Complex Hip Replacement
Surgery India


Dysplasia THR (Lack of full development of the socket)

The conventional fashion to treat dysplasia was with the use of bone graft to make up for the deficient socket. While this appears logical from a layman standpoint it lead to an unacceptable failure rate in 6-7 years of over 40 % in some series.

The modern uncemented sockets have revolutionized the management of dysplasia. The key is to avoid a structural bone graft and ensure excellent host bone contact. This will ensure long term success as the modern uncemented sockets will ensure bonding (Osteointegration) with the bone if host bone contact and primary stability is optimal.

This is achieved by using the modern concepts of a judicious high hip centre, subtle medialisation and special technique of reaming which we have developed in our unit.

We have not had a single case of socket failure in dysplasia over the last 10 years after we adopted this technique.

Dysplastic hips on the femoral side have the problems of abnormal rotation (increased anteversion), increased angle of neck (coxa valga) and decreased width of the pelvis (low offset). These mechanical issues make it a difficult proposition to manage with standard implants.

If these changes are significant, then a modular implant known as S-Rom is critical. With these implants the surgeon is able to factor in all these biomechanical issues and an excellent outcome can be obtained. Pictures show the modular stem and the long neck for getting the biomechanics correct.

In this patient if one does the traditional method of reconstruction it is obvious that a huge structural graft is required. This disadvantage of this method of reconstruction is that the long-term success of the procedure is linked to the success of the graft which is unpredictable. The modern method of reconstruction has been done with a judicious high hip centre in combination with a wear resistant Delta Ceramic on Delta Ceramic (CoC) bearing. Note that the limb length has been restored with suitable compensation on the femoral side.

In this patient if one does the traditional method of reconstruction it is obvious that a huge structural graft is required. This disadvantage of this method of reconstruction is that the long-term success of the procedure is linked to the success of the graft which is unpredictable.

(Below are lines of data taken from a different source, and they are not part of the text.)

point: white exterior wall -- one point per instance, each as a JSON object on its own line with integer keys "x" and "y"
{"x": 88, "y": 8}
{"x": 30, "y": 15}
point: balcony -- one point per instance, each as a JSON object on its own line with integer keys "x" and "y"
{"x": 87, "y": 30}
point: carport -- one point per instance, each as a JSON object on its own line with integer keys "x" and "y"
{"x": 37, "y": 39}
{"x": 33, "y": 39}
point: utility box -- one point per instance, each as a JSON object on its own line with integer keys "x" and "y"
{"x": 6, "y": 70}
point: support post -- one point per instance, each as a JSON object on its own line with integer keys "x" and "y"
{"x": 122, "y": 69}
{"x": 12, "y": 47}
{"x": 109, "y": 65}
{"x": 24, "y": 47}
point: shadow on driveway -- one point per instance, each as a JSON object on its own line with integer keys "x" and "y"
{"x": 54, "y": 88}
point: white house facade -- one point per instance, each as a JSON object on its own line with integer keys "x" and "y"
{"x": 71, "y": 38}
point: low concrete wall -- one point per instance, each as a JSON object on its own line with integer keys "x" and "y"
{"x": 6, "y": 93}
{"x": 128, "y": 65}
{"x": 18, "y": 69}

The modern method of reconstruction has been done with a judicious high hip centre in combination with a wear resistant Delta Ceramic on Delta Ceramic (CoC) bearing. Note that the limb length has been restored with suitable compensation on the femoral side.

In this example the same features are demonstrated but the dysplasia is of a much higher degree. The major advantage of this technique is the fact that the cup is seated at a place where the best bone stock is available.

This has huge long-term favourable implications. Wear resistant bearings like CoC are preferred for these young patients with dysplasia. One can see the excellent cover is achieved with outstanding host bone contact in spite of a poorly developed socket . This is possible when a PIAS (Posteroinferior-Anterosuperior) technique of reaming developed by Dr. Bose is used.

The new technique of reaming is known as dysplasia cup method of PIAS reaming technique. It is traditional understanding that the lack of socket development is superior or in the 12 O’clock position of the socket. This was found to be inaccurate when one does the BHR dysplasia cup. The screws of the dysplasia cup engaged the bone in the 1.30 position for the right hip and 11.30 for the left hip.

This led Dr. Bose to the development of the dysplasia cup method of reaming or the PIAS technique (Post-inf to Ant-sup). By adopting this technique one can get very good to excellent cover in all dysplastic sockets as demonstrated by this case example. This technique has revolutionised the concept of mgmt of dysplastic sockets in our unit. Morcellised bone graft covered with Surgicel is used and a structural bone graft is avoided.

High Grade dysplasia or Crowe 4 dysplasia

We have a very large experience of dealing with Crowe 4 dysplasia with the S-Rom system.

We have outstanding and predictable results with the Sub-trochanteric shortening osteotomy which is a technically complex procedure to perform.